Remember the formulas for calculating the area of:

o Rectangles & squares (Length x width),

o Triangles (base x perpendicular height x (1/2) ),

o Circles (πr^2 where π=3.14),

o Trapeziums ((base a + parallel length ) x(1/2) x perpendicular height,

o Parallelograms (base x perpendicular height)

o Rhombus' (diagonal length a + diagonal length b) x (1/2)

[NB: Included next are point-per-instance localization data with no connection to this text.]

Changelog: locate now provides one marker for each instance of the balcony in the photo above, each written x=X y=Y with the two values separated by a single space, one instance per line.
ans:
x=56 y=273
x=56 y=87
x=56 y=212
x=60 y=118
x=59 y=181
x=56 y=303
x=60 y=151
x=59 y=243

o Compound shapes - split the shape into rectangles and squares and add or subtract accordingly

9. Percentage increase/decrease

E.g; What is the percentage increase of £55 if the original amount was £50?

Simply calculate the change and divide by the original amount:

o Change: 55-50=5

o Divide the change by the original value: (5/50) = 0.1= 10% increase

It's the same calculation for percentage decreases.

E.g; 452m + 3.4km

A common mistake is to add the values as seen. Always convert values so that they are all the same measure!!

So in this example:

o Convert either all to m (3400m) or to km (0.452km)

o Add the like measures together:

(0.452km + 3.4km = 3.852km) OR (452m + 3400m = 3852m)

11. Speed

Practice being super quick in arithmetic calculations. A way to improve this is by having instant recall in the times tables (this will save time in 70% of maths questions). Print off copies of our 144 question 5 minute mental maths test to help here. Practice every day to gain an edge in speed.

We have also devised a number of numeracy tests- print these off as many times as you like to improve in all areas (both the mental maths pdf and numeracy tests can be downloaded for free from here: https://www.tutors11plus.co.uk/file-share/8587a268-da5e-478c-8e84-db3e6ea48df5). If your child doesn't get to the end of the paper in the time given, come back to it in a week and try again. We are continuing to add new tests so keep checking for new practice tests.

You will know when your child has nailed the techniques when they know which pitfalls to avoid and instantly recognise how to tackle each question type.

The above is clearly not an exhaustive list and we will add more blogs providing further advice in coming weeks, but hopefully the above will provide a good foundation to build on. We wish you and your children well in your revision efforts!